Almost 60 percent of the respondents had not received any formal training on hand hygiene in the last three years.

Zimba Letho said that training and education along with monitoring and evaluation were needed to improve hand hygiene compliance among the healthcare workers in the hospital. “Poor hand hygiene compliance of healthcare workers increases the risk of HCAIs and have impact on patients.”

According to WHO, in developing countries, the risk of HCAI is two to 20 times higher than in developed countries and the proportion of patients affected by HCAI can exceed 25 percent. In intensive care units, HCAI affects about 30 percent of patients and attributable mortality could reach 44 percent.

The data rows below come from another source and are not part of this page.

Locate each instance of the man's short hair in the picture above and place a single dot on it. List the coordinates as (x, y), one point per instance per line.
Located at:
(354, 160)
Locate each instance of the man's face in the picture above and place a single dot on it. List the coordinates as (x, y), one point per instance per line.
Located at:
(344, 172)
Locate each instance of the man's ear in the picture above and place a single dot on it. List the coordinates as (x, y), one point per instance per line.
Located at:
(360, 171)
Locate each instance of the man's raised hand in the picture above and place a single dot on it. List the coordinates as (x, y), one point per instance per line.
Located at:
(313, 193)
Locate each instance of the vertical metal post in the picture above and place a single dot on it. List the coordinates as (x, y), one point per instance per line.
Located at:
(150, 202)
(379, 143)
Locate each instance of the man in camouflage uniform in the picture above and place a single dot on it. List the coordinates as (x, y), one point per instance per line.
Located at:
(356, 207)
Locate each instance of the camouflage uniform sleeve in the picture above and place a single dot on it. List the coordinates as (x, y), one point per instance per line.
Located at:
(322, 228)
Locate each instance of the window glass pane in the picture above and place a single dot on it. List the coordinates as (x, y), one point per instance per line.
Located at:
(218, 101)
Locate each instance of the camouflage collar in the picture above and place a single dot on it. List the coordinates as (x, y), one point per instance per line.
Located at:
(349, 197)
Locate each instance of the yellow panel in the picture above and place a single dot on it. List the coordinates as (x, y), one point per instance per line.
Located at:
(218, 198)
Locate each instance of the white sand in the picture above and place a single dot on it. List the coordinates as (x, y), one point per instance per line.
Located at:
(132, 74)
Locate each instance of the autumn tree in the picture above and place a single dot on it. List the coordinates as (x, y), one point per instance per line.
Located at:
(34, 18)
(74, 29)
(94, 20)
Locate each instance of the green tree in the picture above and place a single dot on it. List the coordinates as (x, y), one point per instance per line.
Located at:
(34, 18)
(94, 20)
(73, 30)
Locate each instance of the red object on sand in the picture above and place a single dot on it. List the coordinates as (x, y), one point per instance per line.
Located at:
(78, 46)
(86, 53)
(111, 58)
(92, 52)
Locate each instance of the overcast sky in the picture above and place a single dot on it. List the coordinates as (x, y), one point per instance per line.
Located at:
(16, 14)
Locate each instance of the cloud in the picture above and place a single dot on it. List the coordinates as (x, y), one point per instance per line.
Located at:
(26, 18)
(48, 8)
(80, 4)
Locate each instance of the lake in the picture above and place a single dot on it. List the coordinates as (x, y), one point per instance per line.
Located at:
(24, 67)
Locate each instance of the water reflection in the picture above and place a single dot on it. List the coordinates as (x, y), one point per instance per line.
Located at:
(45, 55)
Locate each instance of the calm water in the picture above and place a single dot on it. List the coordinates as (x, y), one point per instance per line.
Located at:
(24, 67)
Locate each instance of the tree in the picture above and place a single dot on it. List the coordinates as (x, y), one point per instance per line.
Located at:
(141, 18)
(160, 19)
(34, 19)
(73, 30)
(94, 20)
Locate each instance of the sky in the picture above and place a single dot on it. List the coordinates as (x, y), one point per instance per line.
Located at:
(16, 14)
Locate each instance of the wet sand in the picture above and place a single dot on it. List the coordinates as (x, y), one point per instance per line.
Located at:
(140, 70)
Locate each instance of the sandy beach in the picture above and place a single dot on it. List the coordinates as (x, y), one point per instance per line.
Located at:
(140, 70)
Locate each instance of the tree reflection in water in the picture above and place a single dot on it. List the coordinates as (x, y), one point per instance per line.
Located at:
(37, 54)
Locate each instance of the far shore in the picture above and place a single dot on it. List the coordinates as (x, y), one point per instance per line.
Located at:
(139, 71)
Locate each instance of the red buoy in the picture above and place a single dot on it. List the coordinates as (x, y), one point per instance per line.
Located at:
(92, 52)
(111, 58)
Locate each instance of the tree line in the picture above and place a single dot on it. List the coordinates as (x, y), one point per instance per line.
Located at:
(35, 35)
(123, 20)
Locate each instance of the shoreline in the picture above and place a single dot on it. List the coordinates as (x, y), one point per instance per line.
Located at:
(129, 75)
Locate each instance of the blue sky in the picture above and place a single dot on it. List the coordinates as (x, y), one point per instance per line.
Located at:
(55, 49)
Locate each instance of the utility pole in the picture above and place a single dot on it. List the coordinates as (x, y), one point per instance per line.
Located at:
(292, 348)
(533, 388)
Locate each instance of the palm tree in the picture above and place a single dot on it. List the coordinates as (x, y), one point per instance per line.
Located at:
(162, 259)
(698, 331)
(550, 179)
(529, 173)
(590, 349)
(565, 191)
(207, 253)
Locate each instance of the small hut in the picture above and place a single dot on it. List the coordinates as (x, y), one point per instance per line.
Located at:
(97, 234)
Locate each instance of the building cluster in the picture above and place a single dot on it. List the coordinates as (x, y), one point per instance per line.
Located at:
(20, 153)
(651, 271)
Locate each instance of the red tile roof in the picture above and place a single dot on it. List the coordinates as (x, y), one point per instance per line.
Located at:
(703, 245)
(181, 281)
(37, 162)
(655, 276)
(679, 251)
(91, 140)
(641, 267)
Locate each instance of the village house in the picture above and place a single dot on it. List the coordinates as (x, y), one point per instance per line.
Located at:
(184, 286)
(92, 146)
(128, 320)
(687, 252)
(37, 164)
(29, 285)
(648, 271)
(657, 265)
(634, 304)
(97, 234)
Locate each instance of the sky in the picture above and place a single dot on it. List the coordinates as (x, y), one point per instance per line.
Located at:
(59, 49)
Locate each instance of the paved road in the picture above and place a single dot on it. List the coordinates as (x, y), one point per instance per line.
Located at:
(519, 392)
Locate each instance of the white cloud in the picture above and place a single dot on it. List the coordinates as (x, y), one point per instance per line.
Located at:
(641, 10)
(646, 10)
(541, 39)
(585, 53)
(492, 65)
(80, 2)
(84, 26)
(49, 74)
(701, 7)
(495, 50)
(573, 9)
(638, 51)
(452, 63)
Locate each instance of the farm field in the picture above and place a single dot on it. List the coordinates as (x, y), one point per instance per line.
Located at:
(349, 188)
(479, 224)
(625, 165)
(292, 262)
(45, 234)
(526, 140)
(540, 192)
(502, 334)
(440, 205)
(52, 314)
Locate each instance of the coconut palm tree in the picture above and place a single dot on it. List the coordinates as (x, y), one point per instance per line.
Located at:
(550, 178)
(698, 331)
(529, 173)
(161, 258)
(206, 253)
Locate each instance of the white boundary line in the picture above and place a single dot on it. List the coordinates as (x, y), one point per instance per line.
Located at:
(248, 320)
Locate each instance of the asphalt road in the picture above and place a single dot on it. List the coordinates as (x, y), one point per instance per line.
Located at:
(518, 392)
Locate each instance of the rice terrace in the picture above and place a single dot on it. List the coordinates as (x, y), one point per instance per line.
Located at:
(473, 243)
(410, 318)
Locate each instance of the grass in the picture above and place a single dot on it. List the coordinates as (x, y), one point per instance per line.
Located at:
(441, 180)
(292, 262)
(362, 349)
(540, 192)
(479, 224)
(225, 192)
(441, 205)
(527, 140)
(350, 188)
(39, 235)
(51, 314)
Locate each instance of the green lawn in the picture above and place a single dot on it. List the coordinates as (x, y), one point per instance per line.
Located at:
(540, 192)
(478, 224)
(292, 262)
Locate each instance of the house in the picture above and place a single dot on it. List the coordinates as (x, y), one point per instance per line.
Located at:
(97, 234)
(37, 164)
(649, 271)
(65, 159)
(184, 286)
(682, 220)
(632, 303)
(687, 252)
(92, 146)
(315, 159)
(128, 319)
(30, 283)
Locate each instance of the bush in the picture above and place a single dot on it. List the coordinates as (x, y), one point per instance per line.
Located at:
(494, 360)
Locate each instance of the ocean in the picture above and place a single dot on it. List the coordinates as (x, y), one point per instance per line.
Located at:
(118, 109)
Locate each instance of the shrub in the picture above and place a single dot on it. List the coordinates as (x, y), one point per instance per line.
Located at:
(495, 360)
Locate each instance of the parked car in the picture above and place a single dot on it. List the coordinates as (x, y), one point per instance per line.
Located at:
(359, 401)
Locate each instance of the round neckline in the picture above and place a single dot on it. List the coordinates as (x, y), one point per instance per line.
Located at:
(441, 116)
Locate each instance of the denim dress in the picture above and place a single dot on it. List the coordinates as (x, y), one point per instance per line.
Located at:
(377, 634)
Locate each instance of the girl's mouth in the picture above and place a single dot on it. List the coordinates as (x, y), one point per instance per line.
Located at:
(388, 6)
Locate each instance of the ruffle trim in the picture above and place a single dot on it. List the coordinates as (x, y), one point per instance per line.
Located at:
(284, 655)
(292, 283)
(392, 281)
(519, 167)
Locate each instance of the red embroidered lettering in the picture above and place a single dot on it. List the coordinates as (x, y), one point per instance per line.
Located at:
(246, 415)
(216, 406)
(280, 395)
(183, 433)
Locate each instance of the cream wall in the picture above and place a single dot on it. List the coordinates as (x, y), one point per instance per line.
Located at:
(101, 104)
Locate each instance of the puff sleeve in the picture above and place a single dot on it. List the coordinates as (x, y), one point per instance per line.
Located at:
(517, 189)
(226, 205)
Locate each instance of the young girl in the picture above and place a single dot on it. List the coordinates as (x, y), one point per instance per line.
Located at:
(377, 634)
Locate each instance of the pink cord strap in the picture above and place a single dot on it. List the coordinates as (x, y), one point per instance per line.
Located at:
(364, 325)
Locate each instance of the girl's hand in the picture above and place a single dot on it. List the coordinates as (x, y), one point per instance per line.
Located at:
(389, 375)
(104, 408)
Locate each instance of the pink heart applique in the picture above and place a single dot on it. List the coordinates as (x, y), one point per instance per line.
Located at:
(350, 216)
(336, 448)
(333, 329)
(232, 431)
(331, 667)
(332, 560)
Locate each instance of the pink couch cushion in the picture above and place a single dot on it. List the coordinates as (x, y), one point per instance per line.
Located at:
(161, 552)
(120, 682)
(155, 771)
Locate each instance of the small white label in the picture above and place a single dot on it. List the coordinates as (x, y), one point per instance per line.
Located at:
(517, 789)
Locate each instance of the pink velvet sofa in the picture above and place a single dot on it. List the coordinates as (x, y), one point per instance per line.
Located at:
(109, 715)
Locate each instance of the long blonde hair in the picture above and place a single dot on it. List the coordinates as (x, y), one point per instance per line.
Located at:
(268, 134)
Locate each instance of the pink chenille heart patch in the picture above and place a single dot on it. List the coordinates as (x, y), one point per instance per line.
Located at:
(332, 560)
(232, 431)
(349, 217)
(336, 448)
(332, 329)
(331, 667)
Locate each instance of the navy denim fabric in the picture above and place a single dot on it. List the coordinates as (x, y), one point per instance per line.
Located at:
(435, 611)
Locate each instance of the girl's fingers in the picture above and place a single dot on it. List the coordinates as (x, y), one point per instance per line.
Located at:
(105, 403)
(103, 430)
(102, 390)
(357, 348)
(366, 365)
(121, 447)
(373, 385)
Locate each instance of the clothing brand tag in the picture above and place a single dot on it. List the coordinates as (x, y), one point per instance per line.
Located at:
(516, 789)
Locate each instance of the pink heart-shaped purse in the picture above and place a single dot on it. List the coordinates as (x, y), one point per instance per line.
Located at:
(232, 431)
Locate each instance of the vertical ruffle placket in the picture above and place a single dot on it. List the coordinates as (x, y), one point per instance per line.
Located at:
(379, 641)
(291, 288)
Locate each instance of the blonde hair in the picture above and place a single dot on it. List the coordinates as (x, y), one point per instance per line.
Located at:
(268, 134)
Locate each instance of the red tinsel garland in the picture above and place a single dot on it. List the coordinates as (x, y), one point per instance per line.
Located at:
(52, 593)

According to annual point prevalence surveillance (PPS) carried out at the JDWNRH in September 2016, overall hospital-acquired infection rate was 9.2 percent. Surgical site infection was the highest, followed by catheter-associated urinary tract infection and sepsis.

Zimba Letho said that HCAI was recognised as one of the major challenges in the healthcare system. “Health care workers are professionally and ethically accountable for the care and safety of their patients and should adopt effective hand hygiene practices.”

He said that any healthcare worker, caregiver or person involved in patient care should be concerned about hand hygiene. “We must perform hand hygiene to protect the patients against harmful germs carried on our hands.”

The study recommends a dedicated infection prevention and control unit with trained professionals urgently.

He said that continuous strict monitoring and supervision of the infection control practices should be put in place at the hospital and training on hand hygiene or washing on regular basis given to all health workers.

Regular microbial surveillance of the staff hands and more research on infection control practices in the hospital were some of the other recommendations.

Zimba Letho said that regular international collaboration and exposure were important for Infection Prevention and Control Unit staff to keep themselves abreast of the latest know-how.

“The study results can be used as baseline data to enhance knowledge about hand hygiene,” he said.